# Research Plan: Recovering Plasticity of Neural Networks via Soft Weight Rescaling

## Problem

We aim to address the phenomenon of plasticity loss in neural networks, where networks gradually lose their capacity to learn new information as training progresses. Recent studies have identified unbounded weight growth as one of the main causes of plasticity loss, which also harms generalization capability and disrupts optimization dynamics. 

Current solutions have significant limitations: re-initializing networks results in the loss of learned information and performance drops, while existing weight regularization methods either cause optimization difficulties through additional loss terms or require computationally expensive gradient computations. Re-initialization methods, while improving generalization, suffer from knowledge loss when access to previous data is unavailable.

We hypothesize that it is possible to prevent unbounded weight growth without losing previously learned information by directly scaling down weights in a principled manner. Our approach should maintain network plasticity while preserving the functional behavior of the model.

## Method

We will develop Soft Weight Rescaling (SWR), a novel weight regularization method that directly reduces weight magnitudes by scaling them down at each training step. Our approach is grounded in the concept of proportionality of neural networks.

We will establish that for feed-forward neural networks with homogeneous activation functions, we can construct infinitely many proportional networks that maintain identical functional behavior. Specifically, for any neural network fθ and positive constant C, we can find networks proportional to fθ with proportionality constant C by scaling weights and biases according to specific rules.

Our SWR method will determine scaling factors for each layer based on the ratio between the Frobenius norm of the initial weight matrix and the current one. To prevent over-constraining the model, we will incorporate an exponential moving average approach where the scaling factor for the l-th layer is: cl = (λ × ||W^init_l|| + (1-λ) × ||Wl||) / ||Wl||, where λ controls the regularization strength.

We will extend this approach to handle normalization layers by focusing on learnable parameters of the final normalization layer to maintain proportionality. The method will apply different coefficients λc for classifier layers and λf for feature extractor layers.

## Experiment Design

We will evaluate SWR across three main experimental scenarios using standard image classification benchmarks:

**Datasets and Models**: We will use MNIST, CIFAR-10, CIFAR-100, and TinyImageNet datasets with various architectures including 3-layer MLP, CNN with 2 convolutional and 2 fully connected layers, CNN with batch normalization (CNN-BN), and VGG-16.

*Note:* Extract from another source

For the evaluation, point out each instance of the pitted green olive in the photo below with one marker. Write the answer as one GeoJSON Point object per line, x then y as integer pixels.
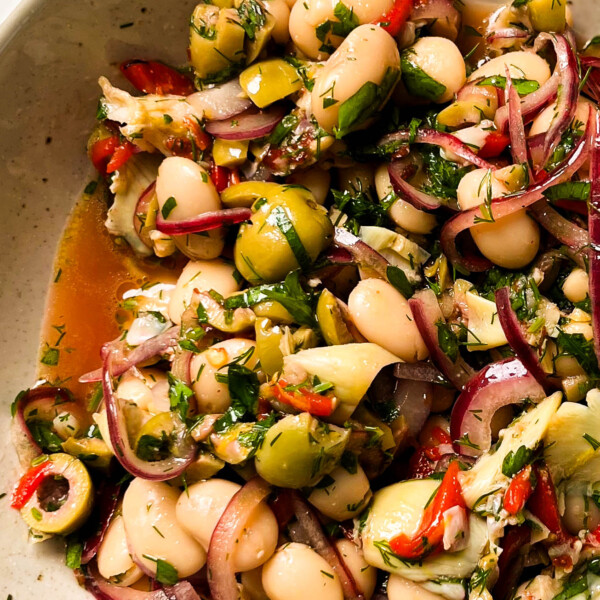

**Warm-start Learning**: We will follow the setup from prior work where models are first trained on 50% of training data for 100 epochs, then trained on the entire dataset for another 100 epochs. We will compare SWR against L2 regularization, L2 Init regularization, S&P re-initialization, and head reset methods.

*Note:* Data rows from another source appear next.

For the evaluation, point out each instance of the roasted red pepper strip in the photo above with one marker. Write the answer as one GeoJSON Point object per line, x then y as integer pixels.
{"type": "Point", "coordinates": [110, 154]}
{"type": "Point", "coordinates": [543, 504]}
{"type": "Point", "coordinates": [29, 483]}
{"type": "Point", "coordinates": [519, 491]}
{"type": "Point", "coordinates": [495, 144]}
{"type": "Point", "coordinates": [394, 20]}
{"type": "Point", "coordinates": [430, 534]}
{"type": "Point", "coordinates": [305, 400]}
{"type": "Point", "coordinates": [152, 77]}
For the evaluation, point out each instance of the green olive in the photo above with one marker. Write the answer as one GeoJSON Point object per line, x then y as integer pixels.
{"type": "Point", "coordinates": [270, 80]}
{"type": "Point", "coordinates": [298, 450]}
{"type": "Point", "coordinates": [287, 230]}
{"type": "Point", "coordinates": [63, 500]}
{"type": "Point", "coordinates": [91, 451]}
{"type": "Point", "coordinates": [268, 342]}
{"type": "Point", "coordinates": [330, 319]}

**Continual Learning**: We will implement two settings - full access where models can access all previous data chunks, and limited access where models can only access the current data chunk. Training data will be split into 10 chunks with 100 epochs per chunk to evaluate repeated warm-start scenarios.

**Single-task Learning**: We will conduct standard supervised learning experiments training models for 200 epochs to assess generalization performance. We will also test compatibility with learning rate schedulers by implementing decay at specific epochs.

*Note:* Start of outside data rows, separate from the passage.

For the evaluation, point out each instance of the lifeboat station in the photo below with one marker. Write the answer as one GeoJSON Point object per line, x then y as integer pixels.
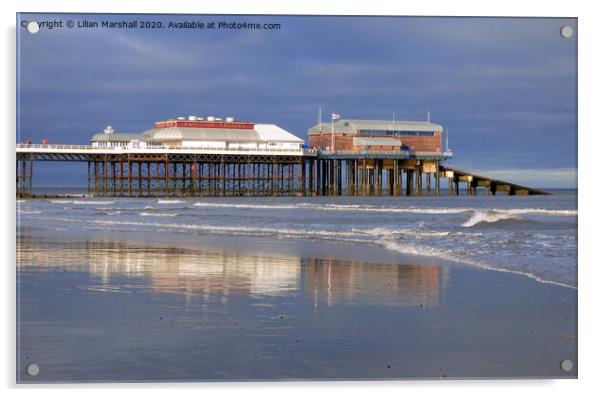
{"type": "Point", "coordinates": [211, 156]}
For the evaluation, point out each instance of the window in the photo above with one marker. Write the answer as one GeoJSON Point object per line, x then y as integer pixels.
{"type": "Point", "coordinates": [397, 132]}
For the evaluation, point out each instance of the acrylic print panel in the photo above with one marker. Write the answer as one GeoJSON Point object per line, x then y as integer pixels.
{"type": "Point", "coordinates": [206, 197]}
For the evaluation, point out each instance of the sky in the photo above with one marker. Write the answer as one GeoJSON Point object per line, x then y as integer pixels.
{"type": "Point", "coordinates": [503, 88]}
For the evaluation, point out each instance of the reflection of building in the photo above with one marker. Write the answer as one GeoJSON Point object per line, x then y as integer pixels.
{"type": "Point", "coordinates": [217, 274]}
{"type": "Point", "coordinates": [405, 285]}
{"type": "Point", "coordinates": [171, 270]}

**Evaluation Metrics**: We will measure test accuracy across all scenarios and assess model balancedness using entry-wise ℓp,q-norm ratios. We will perform hyperparameter sweeps for λ values and use multiple random seeds (5 for smaller models, 3 for VGG-16) to ensure statistical reliability.

**Theoretical Validation**: We will provide mathematical proofs demonstrating that SWR bounds weight magnitude and balances weight magnitude between layers. We will also prove that SWR maintains Lipschitz continuity for networks with 1-Lipschitz activation functions.